俺はその複数の視線から風夏を庇うように身体の位置を移動させた。
「……フー、俺相手ならいいけどな、あんまりそういうはしたないことを人前で大声で言うなよ?」
「だってむっちゃカユいんだもん! ね、ちょっとだけ行ってくるから! 会計お願いしてていい!?」
「そんな必死に頼まなくてもいいさ。ほら、行って来い」
ありがとう! の一言とともに、風夏はあせもの元凶である肉の塊をばるんばるんと弾ませながら駆けていった。
その後、俺は会計を済ませ、普段から持ち歩いているエコバッグに商品を詰め、入口脇のトイレの前に置かれたベンチに座り、風夏が帰ってくるのを待った。
三分待った。
五分は経過した。
間違いなく――十分は経った。
やれやれ、アイツが如何に爆乳だからって、会計が滞るような量のあせもクリームを買い込んでいるわけがない。
俺が立ち上がり、一旦店を出て、最短コースでドラッグストアを目指して歩いていると――。
「なぁ、どうなの? ちょっとそこまでだって。ね、いいっしょ?」
――不意に、スーパーとドラッグストアの間、誰の目も届かないような暗がりから、そんな声が聞こえた。

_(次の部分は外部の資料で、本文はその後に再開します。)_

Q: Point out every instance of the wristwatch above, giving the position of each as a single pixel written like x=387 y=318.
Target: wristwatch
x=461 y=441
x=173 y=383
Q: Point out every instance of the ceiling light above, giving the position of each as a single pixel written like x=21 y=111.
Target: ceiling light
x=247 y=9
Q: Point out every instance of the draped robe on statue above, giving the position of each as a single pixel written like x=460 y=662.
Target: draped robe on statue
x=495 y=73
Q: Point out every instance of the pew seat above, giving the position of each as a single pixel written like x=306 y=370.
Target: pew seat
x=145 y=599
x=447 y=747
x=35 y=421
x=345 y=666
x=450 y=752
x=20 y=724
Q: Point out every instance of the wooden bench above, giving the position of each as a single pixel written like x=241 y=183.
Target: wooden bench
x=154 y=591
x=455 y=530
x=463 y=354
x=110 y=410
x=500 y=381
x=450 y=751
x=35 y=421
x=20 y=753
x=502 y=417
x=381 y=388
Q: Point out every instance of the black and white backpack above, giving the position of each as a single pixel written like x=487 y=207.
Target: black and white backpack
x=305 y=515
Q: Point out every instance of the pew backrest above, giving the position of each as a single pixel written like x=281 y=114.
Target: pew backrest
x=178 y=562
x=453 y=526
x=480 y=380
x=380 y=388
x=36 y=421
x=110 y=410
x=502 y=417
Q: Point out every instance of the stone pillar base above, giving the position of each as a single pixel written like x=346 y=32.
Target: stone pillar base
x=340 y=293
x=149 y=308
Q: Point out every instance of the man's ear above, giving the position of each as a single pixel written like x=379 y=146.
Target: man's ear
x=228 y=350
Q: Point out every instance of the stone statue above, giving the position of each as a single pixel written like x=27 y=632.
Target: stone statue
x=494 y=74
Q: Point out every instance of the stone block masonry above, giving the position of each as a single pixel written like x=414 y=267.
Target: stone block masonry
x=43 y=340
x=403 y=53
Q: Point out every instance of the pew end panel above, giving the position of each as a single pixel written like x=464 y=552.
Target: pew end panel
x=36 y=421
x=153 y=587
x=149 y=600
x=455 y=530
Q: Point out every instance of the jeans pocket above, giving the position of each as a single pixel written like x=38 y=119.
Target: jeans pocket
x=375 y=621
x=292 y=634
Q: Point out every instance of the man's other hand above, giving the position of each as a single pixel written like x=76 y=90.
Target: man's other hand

「あっ、あの、これ以上は困ります。私、友達を待たせてるんで……」
続いて聞こえてきたのは、やっぱりというかなんというか、蚊の鳴くような声量の、風夏の声だった。
ちっ、と、俺は思わず自分の脇の甘さに舌打ちがしたくなった。
そうだ、御厨姉妹の中で一番爆乳で、なおかつ強く迫られたらイヤとはいえない性格の風夏は、とかくタチの悪いナンパに引っかかる体質なんだった。
ウチの高校とは違う、田舎では劣等生の巣である私立高校の制服を着た男子生徒数人が、風夏を壁際に追い詰めるかのようにして迫っていた。
風夏は困り果てたような表情でなんとかその誘いに断りを入れようとしているらしかったが、元々押しの強い性格ではないことが災いして、もう十分近くも押し問答を繰り広げているらしかった。
ああ、これはマズい。風夏をナンパしている連中が苛立っているのが背中からでもわかる。
しかも、どいつもこいつも制服の上からもわかるぐらいの立派な体格だ。
相手はスポーツ推薦で入ってきたゴリラと、日本語を解さない不良と劣等生しかいない私立校生だ。割って入ったら殴られるかもしれない。
けれど――泣きそうな顔で困っている風夏ひとりでもこの状況から逃がせるなら。
俺ひとりがたとえ半殺しの目に遭っても、構いやしない。
俺は男子生徒たちの背後から近づき、「あの」と声をかけた。